Reuters reported on Lutnick’s comments at a hearing on Wednesday, and noted that the renegotiating of certain Chips Act grants suggests some awards may be axed.
In March 2025 US president Donald Trump had clearly signalled that the landmark US Chips and Science Act was under directly threat of being axed altogether.
Renegotiating grants
In his speech to the US congress, Trump had urged the killing off of President Biden’s bipartian US Chips and Science Act of 2022.
“Your CHIPS Act is a horrible, horrible thing,” Trump told US House Speaker Mike Johnson and the US Congress.
“We give hundreds of billions of dollars and it doesn’t mean a thing,” Trump said. “They take our money and they don’t spend it. You should get rid of the CHIPS Act and whatever is left over, Mr. Speaker, you should use it to reduce debt.”
“We don’t have to give them money,” Trump said during his speech, and he suggested that avoiding new tariffs would be enough to convince chips firms to build US fabs and plants.
Now Lutnick has reportedly told lawmakers on the Senate Appropriations Committee, that some of the Biden-era grants “just seemed overly generous, and we’ve been able to renegotiate them,” adding the goal was to benefit American taxpayers.
“All the deals are getting better, and the only deals that are not getting done are deals that should have never been done in the first place,” Lutnick was quoted by Reuters as saying, appearing to signal that not all the awards would survive renegotiation.
US Chips and Science Act
In August 2022 the Biden Administration had signed into law the $52.7 billion US Chips and Science Act, which aims to encourage chip makers to build more semiconductor manufacturing capacity in the United States.
The US Chips Act was considered to be one of the major US industrial schemes in almost a decade, and it aims to minimise US reliance on Asia for electrical components, and processors – a reliance that was brutally exposed during the chip shortages of the Covid-19 pandemic.

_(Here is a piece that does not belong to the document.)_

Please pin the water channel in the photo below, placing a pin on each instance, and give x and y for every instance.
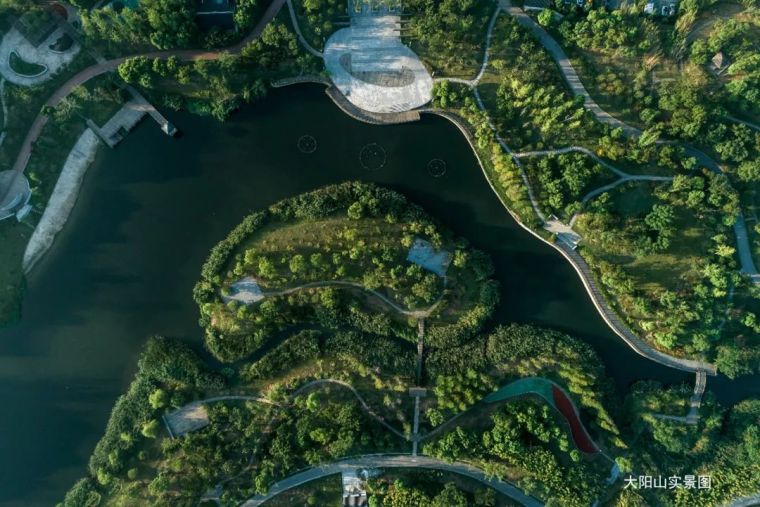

Essentially the US Chips Act allocated $39 billion in grants, loans, as well as 25 percent tax cuts to boost American semiconductor production.
In addition $13 billion was set aside for chip research and development.
The US Chips and Science Act competes with Europe’s 43 billion euro European Chip Act, and China’s $40 billion state-backed investment fund – both of which are being used to encourage the building of more chip manufacturing capabilities in their respective locations.
In February 2025 it was reported that the Trump administration was seeking to renegotiate existing awards to semiconductor manufacturers under the US Chips and Science Act, and may delay some approaching disbursements.
CHIPS awards
There is no doubt that the US CHIPS Act has helped convince chip firms to build facilities in the United States.
For example Intel received a major Chips Act award in March 2024.

Intel said it has so far received two payments amounting to $2.2bn in Chips Act subsidies, while TSMC said it has received $1.5bn in funds as per its agreement with the previous administration.
Other companies with CHIPs awards include Hemlock Semiconductor, BAE Systems, Bosch, Micron, GlobalFoundries and Texas Instruments.
Samsung, the world’s largest memory-chip maker, has said it plans to invest more than $40bn to build two new advanced chip manufacturing facilities in Taylor, Texas, for which it received a Chips Act award of up to $6.4bn in grants.
TSMC then said it would invest an additional $100 billion (£79bn) in its US operations.
The new capital will go toward building six new facilities in Arizona, where TSMC already has several operations, and brings the company’s total US investment to $165bn.
TSMC had in November 2024 been awarded $6.6 billion under the Chips and Science Act.